Im SPORT1-Interview spricht Perarnau über Guardiolas Lage vor dem drohenden Aus in der Champions League, die Spielidee des Bayern-Coachs und ein delikates Wechselgerücht.
SPORT1: Herr Perarnau, laut beIN Sports soll Pep Guardiola bereits ab der nächsten Saison Manchester City coachen. Was halten Sie von dem Gerücht?
Marti Perarnau: Ich glaube, dass er auch nächste Saison Bayern trainieren wird. Für mich ist das eine Spekulation und nicht mehr.

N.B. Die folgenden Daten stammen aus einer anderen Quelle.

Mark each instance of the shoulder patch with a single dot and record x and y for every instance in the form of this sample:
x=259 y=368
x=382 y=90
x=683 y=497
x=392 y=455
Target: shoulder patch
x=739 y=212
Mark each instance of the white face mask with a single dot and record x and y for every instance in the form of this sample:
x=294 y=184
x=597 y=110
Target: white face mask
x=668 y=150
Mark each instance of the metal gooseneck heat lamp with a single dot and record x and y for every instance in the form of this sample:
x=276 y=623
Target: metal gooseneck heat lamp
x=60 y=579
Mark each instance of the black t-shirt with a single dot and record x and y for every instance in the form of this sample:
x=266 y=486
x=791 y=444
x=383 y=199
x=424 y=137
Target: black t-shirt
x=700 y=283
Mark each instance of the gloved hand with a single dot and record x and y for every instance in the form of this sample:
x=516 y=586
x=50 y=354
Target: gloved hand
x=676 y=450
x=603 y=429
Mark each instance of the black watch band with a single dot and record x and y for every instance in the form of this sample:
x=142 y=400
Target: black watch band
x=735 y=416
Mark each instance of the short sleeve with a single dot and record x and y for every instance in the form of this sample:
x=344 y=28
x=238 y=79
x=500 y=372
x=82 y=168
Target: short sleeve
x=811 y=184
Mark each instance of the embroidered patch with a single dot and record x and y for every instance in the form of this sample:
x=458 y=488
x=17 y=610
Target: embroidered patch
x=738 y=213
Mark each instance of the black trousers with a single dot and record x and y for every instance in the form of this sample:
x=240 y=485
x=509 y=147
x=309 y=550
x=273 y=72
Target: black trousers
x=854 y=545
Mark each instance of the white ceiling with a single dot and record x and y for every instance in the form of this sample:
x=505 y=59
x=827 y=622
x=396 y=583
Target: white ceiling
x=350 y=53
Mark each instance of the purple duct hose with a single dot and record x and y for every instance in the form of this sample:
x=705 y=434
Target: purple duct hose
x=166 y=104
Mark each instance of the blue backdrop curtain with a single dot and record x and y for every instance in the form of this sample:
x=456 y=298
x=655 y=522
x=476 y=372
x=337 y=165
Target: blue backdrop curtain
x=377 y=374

SPORT1: Das 0:1 gegen Augsburg war der vierte Misserfolg für den FC Bayern in Serie. Guardiola hat als Trainer bisher noch nie so viele Niederlagen in Folge hinnehmen müssen. Ist das jetzt die größte Herausforderung in seiner Trainerkarriere?
Perarnau: Ja und nein. Die Niederlagen gegen Dortmund und in Barcelona haben ihm wehgetan. In Leverkusen standen auch Spieler aus der zweiten Mannschaft auf dem Platz, gegen Augsburg gab es die Rote Karte für Pepe Reina nach 13 Minuten. Und Meister sind die Bayern schon. Wichtig für ihn ist die Champions League. Das ist der schwierigste Moment für Pep, aber nicht wegen des Drucks und der Kritiker.
SPORT1: Sondern?
Perarnau: Pep hat noch nie eine Mannschaft in solch einer schwierigen Situation führen müssen. So eine Verletztensituation gab es noch nie bei Bayern, noch nie bei einer europäischen Spitzenmannschaft. In der ganzen Spielzeit waren ein Viertel der Spieler verletzt, das ist europäischer Rekord. Das ist brutal. Es müssen quasi immer die gleichen spielen, und ihm fehlen wichtige Schlüsselspieler: Arjen Robben, Franck Ribery und David Alaba.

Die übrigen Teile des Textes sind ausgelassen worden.